Physics-Related Books

 

  • "Big picture" books related to cosmology
    • Just Six Numbers: The Deep Forces that Shape the Universe by Martin Rees. A short but stimulating book that discusses how many details of the universe and the existence of life itself depend on precise values of certain constants of nature. Why are the properties of the universe so sensitive to these constants and why is it that the constants seem to have just the right precise values for complicated structure, including life, to arise?

    • The First Three Minutes: A Modern View of the Origin of the Universe, Second Edition by Steven Weinberg (Basic Books, 1993).

     

  • Three popular books related to frontiers of particle physics and gravity:
    • The Elegant Universe: Superstrings, Hidden Dimensions, and the Quest for the Ultimate Theory by Brian Greene. A popular non-technical book that tries to explain string theory, one of the current attempts to reconcile the physics of the small (quantum mechanics) with the physics of the large (Einstein's theory of gravity). Along the way you will learn why there may be as many as ten spatial dimensions and that all known particles possibly arise from vibrations of incredibly tiny quantum strings. There is a NOVA television episodebased on this book that you might enjoy watching.

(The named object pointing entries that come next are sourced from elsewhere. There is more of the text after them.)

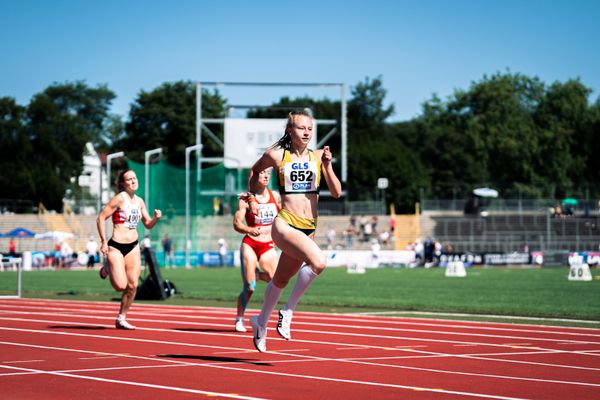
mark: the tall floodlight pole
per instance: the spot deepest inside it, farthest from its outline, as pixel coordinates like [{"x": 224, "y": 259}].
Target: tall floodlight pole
[
  {"x": 147, "y": 156},
  {"x": 108, "y": 160},
  {"x": 198, "y": 128},
  {"x": 188, "y": 150},
  {"x": 344, "y": 135}
]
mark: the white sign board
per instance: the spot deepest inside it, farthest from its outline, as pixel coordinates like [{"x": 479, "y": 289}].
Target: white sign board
[{"x": 246, "y": 139}]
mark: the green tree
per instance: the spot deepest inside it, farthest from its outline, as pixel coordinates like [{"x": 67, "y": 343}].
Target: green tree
[
  {"x": 61, "y": 120},
  {"x": 564, "y": 117},
  {"x": 166, "y": 117},
  {"x": 16, "y": 180}
]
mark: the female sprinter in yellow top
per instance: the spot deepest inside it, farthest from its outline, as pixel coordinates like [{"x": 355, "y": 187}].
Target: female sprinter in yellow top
[{"x": 299, "y": 171}]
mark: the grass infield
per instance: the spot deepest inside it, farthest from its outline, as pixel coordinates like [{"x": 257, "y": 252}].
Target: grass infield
[{"x": 537, "y": 292}]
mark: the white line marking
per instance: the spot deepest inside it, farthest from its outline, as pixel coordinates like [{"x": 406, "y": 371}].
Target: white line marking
[
  {"x": 146, "y": 385},
  {"x": 435, "y": 390}
]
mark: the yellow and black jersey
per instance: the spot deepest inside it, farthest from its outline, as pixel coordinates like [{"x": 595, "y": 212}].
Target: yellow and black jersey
[{"x": 299, "y": 176}]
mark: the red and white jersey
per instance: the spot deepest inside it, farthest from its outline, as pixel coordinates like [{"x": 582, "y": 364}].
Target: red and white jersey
[{"x": 267, "y": 212}]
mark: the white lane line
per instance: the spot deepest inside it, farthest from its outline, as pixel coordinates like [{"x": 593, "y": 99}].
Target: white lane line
[
  {"x": 471, "y": 325},
  {"x": 308, "y": 357},
  {"x": 21, "y": 361},
  {"x": 383, "y": 313},
  {"x": 211, "y": 365},
  {"x": 337, "y": 333},
  {"x": 145, "y": 385},
  {"x": 220, "y": 334}
]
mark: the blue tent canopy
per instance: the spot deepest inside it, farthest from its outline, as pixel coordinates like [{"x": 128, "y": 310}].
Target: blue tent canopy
[{"x": 18, "y": 232}]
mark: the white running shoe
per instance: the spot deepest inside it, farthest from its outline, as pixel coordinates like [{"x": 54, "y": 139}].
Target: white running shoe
[
  {"x": 239, "y": 325},
  {"x": 123, "y": 324},
  {"x": 283, "y": 324},
  {"x": 260, "y": 335},
  {"x": 103, "y": 271}
]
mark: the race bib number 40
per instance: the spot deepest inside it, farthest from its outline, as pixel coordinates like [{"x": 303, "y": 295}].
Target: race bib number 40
[{"x": 301, "y": 177}]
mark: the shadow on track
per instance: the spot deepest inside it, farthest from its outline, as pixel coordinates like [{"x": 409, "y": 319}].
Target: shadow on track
[{"x": 215, "y": 359}]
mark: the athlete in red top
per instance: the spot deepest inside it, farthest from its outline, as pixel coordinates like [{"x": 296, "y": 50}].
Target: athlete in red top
[
  {"x": 257, "y": 245},
  {"x": 122, "y": 252}
]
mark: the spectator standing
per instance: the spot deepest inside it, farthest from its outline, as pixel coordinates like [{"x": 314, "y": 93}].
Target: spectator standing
[
  {"x": 12, "y": 247},
  {"x": 222, "y": 244},
  {"x": 168, "y": 251}
]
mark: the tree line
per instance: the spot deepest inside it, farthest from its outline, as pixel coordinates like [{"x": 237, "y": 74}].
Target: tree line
[{"x": 509, "y": 131}]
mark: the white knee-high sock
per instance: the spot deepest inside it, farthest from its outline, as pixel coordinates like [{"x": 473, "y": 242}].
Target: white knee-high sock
[
  {"x": 272, "y": 295},
  {"x": 305, "y": 278}
]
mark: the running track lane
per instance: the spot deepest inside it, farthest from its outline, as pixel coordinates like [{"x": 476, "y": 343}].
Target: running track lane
[{"x": 61, "y": 349}]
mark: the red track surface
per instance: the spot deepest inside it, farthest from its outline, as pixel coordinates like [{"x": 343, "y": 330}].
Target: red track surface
[{"x": 70, "y": 350}]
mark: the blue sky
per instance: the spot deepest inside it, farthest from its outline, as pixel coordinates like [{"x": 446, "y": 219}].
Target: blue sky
[{"x": 418, "y": 47}]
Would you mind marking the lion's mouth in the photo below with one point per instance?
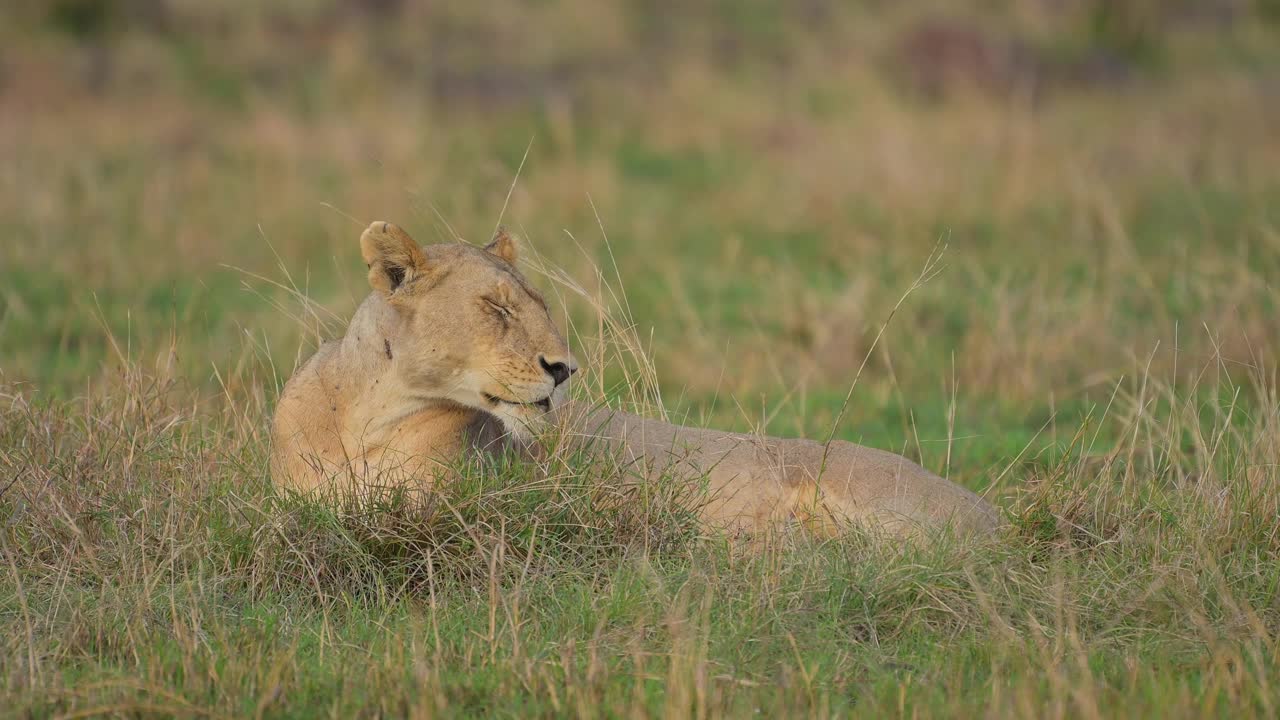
(544, 404)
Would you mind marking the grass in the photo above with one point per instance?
(725, 208)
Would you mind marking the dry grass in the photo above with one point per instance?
(726, 208)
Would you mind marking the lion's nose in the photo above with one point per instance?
(560, 372)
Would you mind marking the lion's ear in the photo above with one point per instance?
(392, 256)
(503, 245)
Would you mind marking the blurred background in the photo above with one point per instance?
(762, 180)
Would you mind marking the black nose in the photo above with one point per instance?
(560, 372)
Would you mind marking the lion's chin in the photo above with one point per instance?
(521, 422)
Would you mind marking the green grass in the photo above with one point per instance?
(746, 195)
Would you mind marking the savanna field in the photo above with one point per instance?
(1033, 246)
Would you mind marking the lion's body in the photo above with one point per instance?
(421, 378)
(754, 482)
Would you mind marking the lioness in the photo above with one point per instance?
(455, 351)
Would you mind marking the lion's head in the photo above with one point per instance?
(467, 326)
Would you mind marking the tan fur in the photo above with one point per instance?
(452, 347)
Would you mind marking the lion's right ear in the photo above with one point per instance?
(392, 256)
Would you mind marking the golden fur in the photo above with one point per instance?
(456, 352)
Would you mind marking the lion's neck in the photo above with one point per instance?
(380, 409)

    • Warped Passages: Unraveling The Mysteries Of The Universe's Hidden Dimensions by Lisa Randall. Another popular book by a leading physicist about the possibility and consequences of more than three spatial dimensions existing.

    • Neutrino Hunters: the Thrilling Chase for a Ghostly Particle to Unlock the Secrets of the Universe" by Ray Jayawardhana (Scientific American, 2013).

     

  • Some non-technical books related to nonlinear dynamics, pattern formation, and networks (related to the question of how does complex structure arise in the world and how does one describe complex structure):
    • Chaos: Making A New Science by James Gleick
    • The Self-Made Tapestry: Pattern Formation in Nature by Philip Ball.
    • Linked: How Everything is Connected to Everyting Else and What it Means by Albert-Laslo Barabasi.

  • The Edge of Physics: A Journey to Earth's Extremes to Unlock the Secrets of the Universeby Anil Anathaswamy. Non-technical book that gives a first-hand look at ten ongoing physics experiments that are addressing the frontiers of physics.

  • The Quest for Consciousness: A Neurobiological Approach by Christof Koch. How does one begin to figure out how brains work and can one explain something as ill-defined as "consciousness"? Theoretical physicist Christof Koch gives a readable, interesting, and mainly non-technical overview of how scientists are making progress in understanding how brains work.

  • Beyond Measure: Modern Physics, Philosophy, and the Meaning of Quantum Theory by Jim Baggott. One of the best non-technical discussions about what is quantum mechanics.

  • Surely You're Joking, Mr. Feynman by Richard P. Feynman. Entertaining stories and musings by one of the great theoretical physicists of the 20th century.

  • Sustainable Energy--Without the Hot Air by David MacKay. One of the better books on the quest for sustainble energy, a major physics challenge for the next few decades. It is free to download from this site.